Wednesday, November 3, 2010

Lately I've been struggling with feeling like I've fallen through the cracks in life. Last night I was walking to the store and all of a sudden I felt like I got kicked in the stomach. It dawned on me that my whole support network and community that I've known and loved for so long isn't here. It's all new... It's like I'm starting over with everything. Making videos and emailing them to friends back home isn't the same as sitting across from them and laughing about something that happened 5 years ago. I can't find Halls in the grocerystore when my throat is sore. The accumulation of my material life is boxed up in a crawlspace in northern Ontario. They don't have toaster ovens here, and I don't have an oven. How do I make pizza? People ask me what I do for a living, and I don't know what to say now, but, "I help network for a churchplant." "What does that entail?" they ask. "Pretty much talking to people," I laugh.

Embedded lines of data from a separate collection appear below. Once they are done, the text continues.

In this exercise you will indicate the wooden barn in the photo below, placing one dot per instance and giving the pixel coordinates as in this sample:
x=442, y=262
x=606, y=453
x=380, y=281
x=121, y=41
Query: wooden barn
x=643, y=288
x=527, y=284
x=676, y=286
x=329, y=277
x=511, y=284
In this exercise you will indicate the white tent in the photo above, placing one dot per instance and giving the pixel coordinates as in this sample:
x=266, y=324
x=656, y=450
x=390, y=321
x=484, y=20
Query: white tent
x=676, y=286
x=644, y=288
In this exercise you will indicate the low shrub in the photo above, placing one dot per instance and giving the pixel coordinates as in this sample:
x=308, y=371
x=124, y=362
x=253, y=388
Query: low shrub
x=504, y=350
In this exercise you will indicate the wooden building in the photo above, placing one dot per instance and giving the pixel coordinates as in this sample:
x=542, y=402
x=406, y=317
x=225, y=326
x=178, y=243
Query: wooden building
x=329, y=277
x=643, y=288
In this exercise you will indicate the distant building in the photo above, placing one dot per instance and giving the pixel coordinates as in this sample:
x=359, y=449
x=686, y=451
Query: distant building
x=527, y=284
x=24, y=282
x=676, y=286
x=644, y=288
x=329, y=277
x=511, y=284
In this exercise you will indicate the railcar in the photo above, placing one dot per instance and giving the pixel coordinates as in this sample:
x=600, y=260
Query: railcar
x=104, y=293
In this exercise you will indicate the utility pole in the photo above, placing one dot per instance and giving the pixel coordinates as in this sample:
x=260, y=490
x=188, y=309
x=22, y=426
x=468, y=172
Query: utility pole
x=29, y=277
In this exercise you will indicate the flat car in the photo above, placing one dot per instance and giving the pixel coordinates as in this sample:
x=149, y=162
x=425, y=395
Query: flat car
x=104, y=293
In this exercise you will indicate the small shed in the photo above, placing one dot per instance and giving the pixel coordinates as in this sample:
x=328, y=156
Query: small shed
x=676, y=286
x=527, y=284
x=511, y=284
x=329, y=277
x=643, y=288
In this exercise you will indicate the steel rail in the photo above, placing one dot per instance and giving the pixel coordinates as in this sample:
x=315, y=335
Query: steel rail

I can't call up my sister and ask if I can come up for the afternoon and hang out with her and the kids. Almost everyone is getting married or in serious relationships. I live in a city so crowded and huge that I feel like a speck walking down the street. Sometimes I just want to yell out, "We are all significant!" JESUS MAKES ME SIGNIFICANT. Everything else around me feels new, raw, unpredictable, and out of control. Sometimes I just want to scream. But Jesus is my significance. This is something I really long to know and believe deeply. If Jesus doesn't make me significant, then what's the point of it all? He's the only thing worth living for, and with all this dying to self that I feel like I'm going through, He stands there with His arms wide open and says, "E, you belong to Me."

1 comment:

  1. You are loved.
    Check out David Crowder's song "You Are My Joy" - I scream the words out loud when I needed desperately to believe their truths.